In December 1800, Rev. Austen announced his unexpected decision to retire from the ministry, leave Stevenson and move the family to Bath. While the older Austens were okay with the move, Jane was shocked to leave the only home she’d ever known.

This move affected her productivity as a writer, for in all the time that she was in Bath she made some revisions to Susan, and started, but never completed The Watsons. In 1804 while still in Bath, Austen received her only marriage proposal from Harris Bigg-Wither. She and Cassandra were visiting their old friends Alethea and Catherine Bigg, and their brother Harris had just finished his education in Oxford and was also at home.

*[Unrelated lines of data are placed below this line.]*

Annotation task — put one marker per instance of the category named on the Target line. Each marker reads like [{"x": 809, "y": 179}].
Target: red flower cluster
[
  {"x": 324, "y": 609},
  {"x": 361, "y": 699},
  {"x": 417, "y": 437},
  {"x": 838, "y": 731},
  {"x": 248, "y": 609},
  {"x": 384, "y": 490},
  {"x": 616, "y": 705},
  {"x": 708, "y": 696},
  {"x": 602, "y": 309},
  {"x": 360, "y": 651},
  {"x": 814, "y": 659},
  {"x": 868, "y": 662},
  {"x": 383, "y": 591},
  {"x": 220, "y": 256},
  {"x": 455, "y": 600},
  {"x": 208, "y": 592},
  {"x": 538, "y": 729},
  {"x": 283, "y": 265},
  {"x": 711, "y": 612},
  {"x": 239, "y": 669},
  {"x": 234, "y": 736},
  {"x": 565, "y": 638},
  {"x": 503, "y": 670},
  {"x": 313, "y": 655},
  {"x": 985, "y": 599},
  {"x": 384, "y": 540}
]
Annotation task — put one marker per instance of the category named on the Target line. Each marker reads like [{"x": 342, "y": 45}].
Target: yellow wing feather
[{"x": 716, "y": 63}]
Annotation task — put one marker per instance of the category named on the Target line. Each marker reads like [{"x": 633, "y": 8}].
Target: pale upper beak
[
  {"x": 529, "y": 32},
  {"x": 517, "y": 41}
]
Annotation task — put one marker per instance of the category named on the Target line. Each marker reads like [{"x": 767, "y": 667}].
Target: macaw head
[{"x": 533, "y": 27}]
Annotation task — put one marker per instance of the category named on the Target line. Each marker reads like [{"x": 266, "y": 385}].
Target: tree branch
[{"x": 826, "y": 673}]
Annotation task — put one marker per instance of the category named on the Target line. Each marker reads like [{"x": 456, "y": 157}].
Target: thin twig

As described by Caroline Austen, Jane’s niece, and Reginald Bigg-Wither, a descendant, Harris was not attractive – he was a large, plain-looking man who spoke little, stuttered when he did speak, was aggressive in conversation, and almost completely tactless. However, Austen had known him since childhood, and their marriage would offer security for her and her family as he was heir to an extensive family estate. And so she accepted. But by the next morning, Austen realized that she had made a mistake – perhaps it was that she did not love him; and withdrew her acceptance.

Austen biographers Claire Tomalin and Park Honan agree that perhaps the reason Austen stopped work on The Watsons is because of her father’s death in 21 January 1805. Her father had gotten seriously ill suddenly and he died quickly.

Jane, Cassandra and their mother were now in a tough financial situation. Though Edward, James, Henry, and Francis Austen pledged to make annual contributions to their mother’s and sisters’ welfare, the Austen women’s living arrangements reflected their financial situation.

For a while they lived in rented quarters in Bath, and then starting 1806 they lived with the newlywed Frank Austen and his wife in Southampton. Then in 1809, Edward offered Chawton Cottage to the Austen ladies. Jane lived there until she died.

Chawton Cottage

Chawton Cottage

1809 – 1816 was a very productive period for Jane. She successfully published four books: Sense & Sensibility, Pride & Prejudice, Mansfield Park and Emma – which was, indeed, dedicated to the Prince Regent. She died in mid-march 1817, with the cause of death tentatively said to be Addison’s Disease by Dr. Vincent Cope in his 1964 retrospective diagnosis. However, the final illness has been said to be Hodgkin’s lymphoma

Henry and Cassandra later published Northanger Abbey and Persuasion in December 1817. Henry contributed a biographical notice, for the first time identifying his sister as the author.

Sales were good for a year, but then at 1820, when all copies had been sold, Jane Austen’s novels went out of print for 12 years. Then in October 1833, Bentley published the first collected edition of Austen’s works, and her books have been in constant print since then.